Туризм обзавелся не только своей экономикой, но и своей этикой, эстетикой, своей литературой и архитектурой. Современная же западная цивилизация может похвастать увеличением своего антропологического разнообразия – она отрастила себе новый тип человека, по крайней мере, новый модус его существования: homo turisticus.
И экскурсоводов заодно сформировала: такую особую породу посредников между культурами. Необременяющих посредников. Развлекающих, не слишком проблематизирующих представляемую ими другую жизнь, подающих ее в облегченной версии, не пускающих, избави боже, в глубину. Турист не за тем приехал.
Она создала и новую разметку пространства: по миру проложены туристские тропы, по которым следует ходить, чтобы получить задуманное (организаторами) впечатление. Чужое пространство надо собирать, как паззл, из заданных элементов по заданным правилам.
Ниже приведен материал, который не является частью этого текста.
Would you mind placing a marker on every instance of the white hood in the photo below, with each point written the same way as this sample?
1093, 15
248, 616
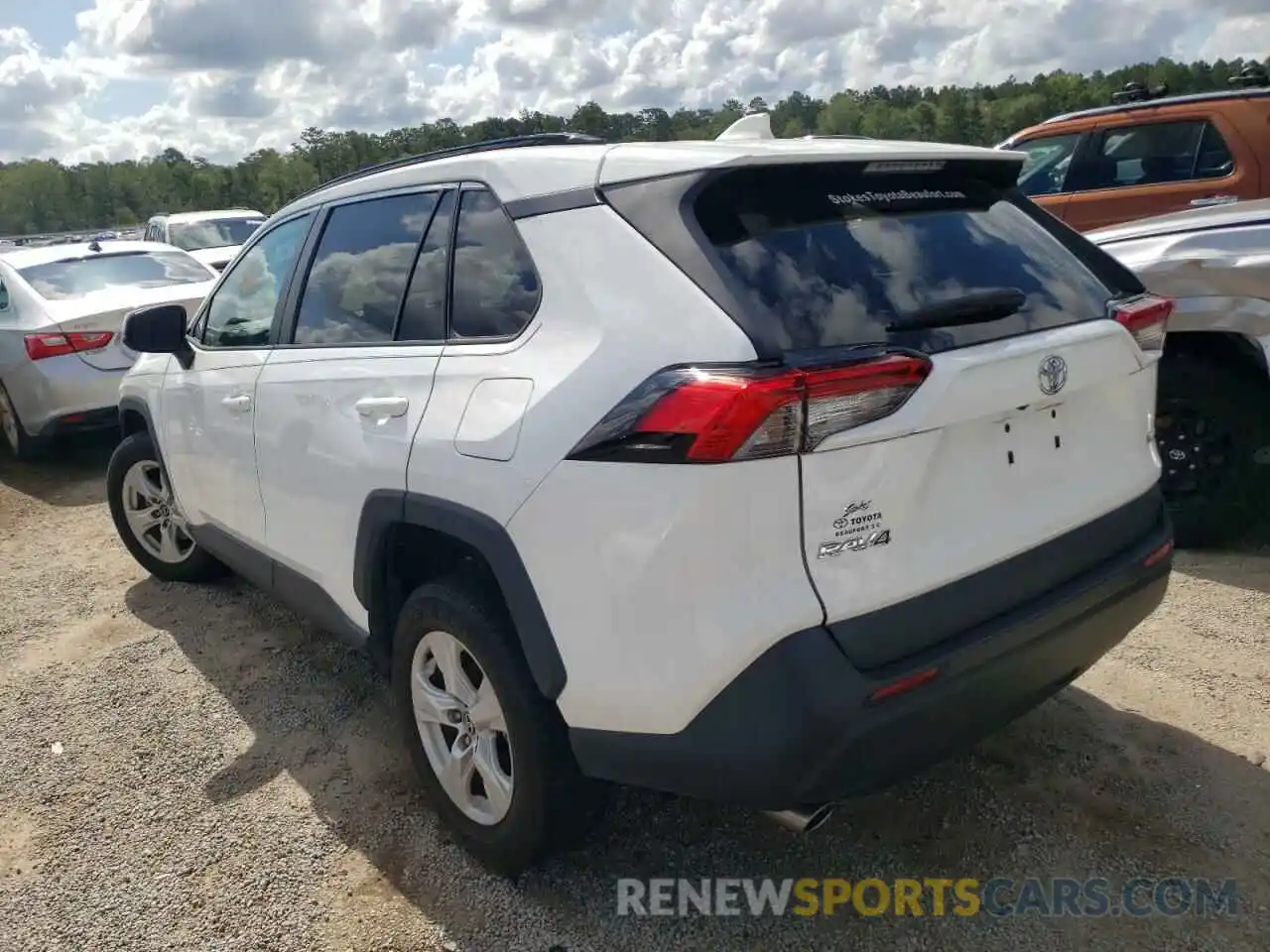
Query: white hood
216, 258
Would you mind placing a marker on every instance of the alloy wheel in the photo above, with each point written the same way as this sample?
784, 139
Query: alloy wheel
153, 515
462, 728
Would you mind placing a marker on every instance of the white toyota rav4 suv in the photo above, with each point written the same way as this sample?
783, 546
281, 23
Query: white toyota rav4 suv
756, 470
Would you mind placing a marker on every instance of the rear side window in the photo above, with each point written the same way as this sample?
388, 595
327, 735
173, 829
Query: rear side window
495, 289
358, 276
829, 257
79, 277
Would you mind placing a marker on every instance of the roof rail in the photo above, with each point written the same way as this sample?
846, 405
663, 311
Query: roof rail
1138, 93
538, 139
1251, 76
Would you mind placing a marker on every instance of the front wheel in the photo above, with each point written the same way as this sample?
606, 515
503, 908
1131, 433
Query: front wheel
148, 518
1213, 433
492, 753
21, 443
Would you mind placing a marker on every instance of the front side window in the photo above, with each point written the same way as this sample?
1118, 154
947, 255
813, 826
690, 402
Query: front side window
240, 312
73, 278
495, 287
1048, 160
1160, 153
359, 272
212, 232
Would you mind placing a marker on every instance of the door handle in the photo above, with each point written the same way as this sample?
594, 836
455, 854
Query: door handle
382, 407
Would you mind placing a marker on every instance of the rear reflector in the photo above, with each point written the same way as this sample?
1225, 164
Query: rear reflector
721, 414
1147, 318
1159, 555
41, 345
905, 684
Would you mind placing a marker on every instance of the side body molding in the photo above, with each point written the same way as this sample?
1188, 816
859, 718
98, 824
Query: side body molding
385, 509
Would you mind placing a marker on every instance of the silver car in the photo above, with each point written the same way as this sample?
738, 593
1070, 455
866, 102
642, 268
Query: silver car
62, 309
1213, 416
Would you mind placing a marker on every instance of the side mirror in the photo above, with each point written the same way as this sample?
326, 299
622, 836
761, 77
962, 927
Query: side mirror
157, 330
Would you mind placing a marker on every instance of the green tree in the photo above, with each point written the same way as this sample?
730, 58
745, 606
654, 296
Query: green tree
42, 195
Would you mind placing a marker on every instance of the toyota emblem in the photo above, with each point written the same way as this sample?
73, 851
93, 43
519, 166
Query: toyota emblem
1052, 376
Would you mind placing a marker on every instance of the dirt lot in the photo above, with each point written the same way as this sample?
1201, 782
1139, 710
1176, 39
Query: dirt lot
193, 769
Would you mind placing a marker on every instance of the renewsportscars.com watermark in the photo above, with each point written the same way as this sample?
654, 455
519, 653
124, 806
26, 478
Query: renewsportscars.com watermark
1092, 897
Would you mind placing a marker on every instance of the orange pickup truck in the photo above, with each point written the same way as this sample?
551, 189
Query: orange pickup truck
1148, 154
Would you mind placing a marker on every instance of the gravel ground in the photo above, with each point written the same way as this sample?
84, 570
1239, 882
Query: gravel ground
194, 769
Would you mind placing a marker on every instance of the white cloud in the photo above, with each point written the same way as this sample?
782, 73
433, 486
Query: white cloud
246, 73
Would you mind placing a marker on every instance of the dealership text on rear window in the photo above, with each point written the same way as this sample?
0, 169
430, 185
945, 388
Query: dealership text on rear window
925, 194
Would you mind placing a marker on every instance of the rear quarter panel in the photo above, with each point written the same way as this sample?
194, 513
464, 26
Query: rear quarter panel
1219, 277
1102, 207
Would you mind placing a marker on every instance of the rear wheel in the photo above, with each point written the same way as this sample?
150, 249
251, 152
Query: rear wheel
148, 518
492, 753
21, 443
1213, 431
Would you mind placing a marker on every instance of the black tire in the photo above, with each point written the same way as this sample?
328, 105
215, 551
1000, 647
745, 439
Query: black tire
1213, 430
552, 803
198, 565
26, 447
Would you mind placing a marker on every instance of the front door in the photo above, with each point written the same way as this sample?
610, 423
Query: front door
208, 408
339, 400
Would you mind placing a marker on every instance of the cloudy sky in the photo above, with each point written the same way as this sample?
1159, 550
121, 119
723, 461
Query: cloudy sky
113, 79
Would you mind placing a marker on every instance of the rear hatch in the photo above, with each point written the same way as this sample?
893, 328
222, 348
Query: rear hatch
962, 445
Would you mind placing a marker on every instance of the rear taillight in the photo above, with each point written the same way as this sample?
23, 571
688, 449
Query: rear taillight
721, 414
41, 345
1147, 318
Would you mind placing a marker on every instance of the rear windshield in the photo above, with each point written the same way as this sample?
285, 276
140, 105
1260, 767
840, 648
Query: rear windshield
77, 277
212, 232
834, 254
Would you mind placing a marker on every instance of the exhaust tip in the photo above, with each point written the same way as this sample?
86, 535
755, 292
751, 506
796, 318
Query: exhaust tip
806, 820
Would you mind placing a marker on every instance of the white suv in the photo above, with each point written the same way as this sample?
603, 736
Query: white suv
213, 238
754, 470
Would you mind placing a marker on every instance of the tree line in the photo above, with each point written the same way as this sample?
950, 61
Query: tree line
45, 195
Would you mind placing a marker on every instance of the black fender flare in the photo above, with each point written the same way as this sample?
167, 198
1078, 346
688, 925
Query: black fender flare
384, 509
136, 405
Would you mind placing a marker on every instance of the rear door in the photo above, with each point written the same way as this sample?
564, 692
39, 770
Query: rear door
1026, 426
207, 408
340, 398
1142, 167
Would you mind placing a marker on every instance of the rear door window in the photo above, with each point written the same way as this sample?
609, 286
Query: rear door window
829, 255
358, 276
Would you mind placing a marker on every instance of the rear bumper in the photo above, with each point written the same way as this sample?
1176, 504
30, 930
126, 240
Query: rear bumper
799, 725
64, 394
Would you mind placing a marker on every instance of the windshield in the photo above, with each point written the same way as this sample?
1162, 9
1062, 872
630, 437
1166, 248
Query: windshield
79, 277
212, 232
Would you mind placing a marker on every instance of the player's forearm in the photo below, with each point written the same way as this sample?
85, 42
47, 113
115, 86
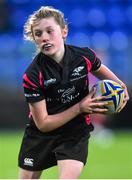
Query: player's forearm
106, 73
52, 122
А города и страны лежат себе на полках в Большом Супермаркете, в ярких упаковках, и ждут, пока будут выбраны для обозрения. Это их кормит, между прочим. Праге, кстати, очень помогает.
«…И что, и что, – поднимает во мне голос внутренний категоричный подросток, – ради этого надо вот так распродавать себя? А туристы, а сами-то они? Ну что они могут таким образом увидеть? Не говоря уже о том, чтобы как следует почувствовать? Посмотрите налево, посмотрите направо… И что?!»
А, например, вот что.
Туризм – вид работы с Другим и Чужим для тех, кто к такой работе (то есть системе усилий) совсем никак не расположен. Туризм делает, если вдуматься, нечто совершенно парадоксальное: превращает эту работу в отдых. Усилия – в расслабление.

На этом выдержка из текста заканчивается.